Quoi d’étonnant si les banlieues sont devenues des ghettos du chômage et de la précarité ! Chirac nous dit qu’ « il faut croire en la France » mais, lui, il arrose la finance. Il subventionne par exemple Disneyland, lui offre des gares du futur TGV Est et des terrains viabilisés de Val d’Europe, lui édifie des immeubles. Et en échange, Disney revend ces immeubles et reste la plus grande entreprise de précaires de France !
Y croire quand il annonce des grands projets technologiques d’avenir qui vont relancer l’économie et l’emploi ? C’est autant de gouffres financiers pour les deniers de l’Etat. Une aubaine pour quelques trusts mais pas beaucoup d’emplois créés, beaucoup moins que si l’Etat utilisait cet argent pour embaucher des infirmières, des postiers, des cheminots, et pour construire des HLM, des crèches et des écoles. Et après, on nous expliquera que l’Etat est dans le rouge et qu’il faut fermer des hôpitaux, des écoles et tout privatiser en supprimant des milliers d’emplois.

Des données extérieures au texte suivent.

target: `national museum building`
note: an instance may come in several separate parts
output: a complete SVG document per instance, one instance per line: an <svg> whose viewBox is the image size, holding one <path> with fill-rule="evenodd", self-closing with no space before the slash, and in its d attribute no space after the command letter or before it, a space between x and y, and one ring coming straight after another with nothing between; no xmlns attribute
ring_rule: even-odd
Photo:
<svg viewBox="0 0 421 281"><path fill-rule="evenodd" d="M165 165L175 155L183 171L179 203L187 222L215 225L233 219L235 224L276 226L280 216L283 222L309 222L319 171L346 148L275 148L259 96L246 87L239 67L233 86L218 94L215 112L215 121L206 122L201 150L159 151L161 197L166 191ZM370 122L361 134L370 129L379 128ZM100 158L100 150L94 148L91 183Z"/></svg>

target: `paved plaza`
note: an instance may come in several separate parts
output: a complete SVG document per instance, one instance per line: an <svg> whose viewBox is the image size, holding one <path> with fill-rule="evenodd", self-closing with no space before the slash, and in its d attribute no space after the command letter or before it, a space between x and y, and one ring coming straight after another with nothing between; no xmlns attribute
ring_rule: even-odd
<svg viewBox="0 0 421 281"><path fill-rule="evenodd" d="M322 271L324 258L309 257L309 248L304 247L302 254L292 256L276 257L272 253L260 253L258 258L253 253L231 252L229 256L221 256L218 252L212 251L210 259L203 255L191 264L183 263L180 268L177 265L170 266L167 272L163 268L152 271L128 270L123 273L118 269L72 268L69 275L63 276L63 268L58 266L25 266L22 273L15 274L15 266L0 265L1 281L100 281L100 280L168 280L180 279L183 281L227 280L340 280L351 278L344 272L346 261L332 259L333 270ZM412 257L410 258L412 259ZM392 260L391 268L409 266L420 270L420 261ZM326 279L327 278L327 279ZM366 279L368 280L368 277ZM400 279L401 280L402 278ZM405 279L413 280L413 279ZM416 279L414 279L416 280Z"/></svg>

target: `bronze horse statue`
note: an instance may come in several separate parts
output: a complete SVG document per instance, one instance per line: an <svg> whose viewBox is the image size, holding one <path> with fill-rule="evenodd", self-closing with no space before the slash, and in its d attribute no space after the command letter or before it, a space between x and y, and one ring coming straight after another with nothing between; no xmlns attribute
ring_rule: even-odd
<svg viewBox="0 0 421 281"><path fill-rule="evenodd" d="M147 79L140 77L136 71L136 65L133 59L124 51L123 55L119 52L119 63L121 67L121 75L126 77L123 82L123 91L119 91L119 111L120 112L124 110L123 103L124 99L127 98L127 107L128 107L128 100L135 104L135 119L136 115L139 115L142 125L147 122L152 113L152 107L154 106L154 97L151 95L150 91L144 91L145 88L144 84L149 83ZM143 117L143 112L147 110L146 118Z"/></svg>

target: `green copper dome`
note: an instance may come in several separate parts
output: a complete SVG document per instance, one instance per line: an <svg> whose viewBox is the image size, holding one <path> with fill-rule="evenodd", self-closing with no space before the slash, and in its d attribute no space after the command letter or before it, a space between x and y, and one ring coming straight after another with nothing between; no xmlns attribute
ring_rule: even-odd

Chirac annonce des lendemains qui chantent. Si ça chante effectivement pour les uns - la Bourse fait la fête avec une hausse record du CAC 40 - ça déchante drôlement pour le plus grand nombre. Les salariés n’osent plus traduire les prix en Francs tant leurs salaires ne suivent plus. Les Rmistes, plus nombreux que jamais, doivent se contenter de 433 € pour vivre ou survivre ! Et le gouvernement, loin de s’attaquer au chômage, s’attaque vraiment aux chômeurs. L’ANPE va multiplier les tracasseries, les contrôles et les vérifications. L’UNEDIC, à la demande du MEDEF, réduit les indemnités. Pour être indemnisé durant 23 mois, il faudra désormais avoir cotisé 16 mois pendant 26 mois, au lieu de 14 mois sur une période de 3 ans. Cela n’empêche pas que la cotisation chômage payée par tous les salariés va encore augmenter.
Le résultat, ce sera encore davantage de Rmistes, voire de SDF. De plus en plus de personnes se retrouvent sans toit (850 000 aujourd’hui, paraît-il, dont un tiers ayant un travail mais au salaire insuffisant pour trouver un logement), contraintes de recourir aux centres d’hébergement des associations caritatives... quand ceux-ci ne sont pas engorgés. Le Samu social en effet refuserait chaque jour entre 16 et 150 demandes d’hébergement pour la seule ville de Paris. Pendant que Chirac distribue gratuitement des bons mots, les salariés mal payés et précaires dorment dans des mobile homes, dans leur voiture ou dans la rue et certains meurent de froid !
Chirac n’a que les mots « France », « République », « avenir », « optimisme » à la bouche, mais ce qu’il faut entendre c’est profit, profit et encore profit pour une infime minorité. Alors, il est grand temps de changer d’air : « ah, ça ira, ça ira, les aristos (et les bourgeois) à la lanterne ! »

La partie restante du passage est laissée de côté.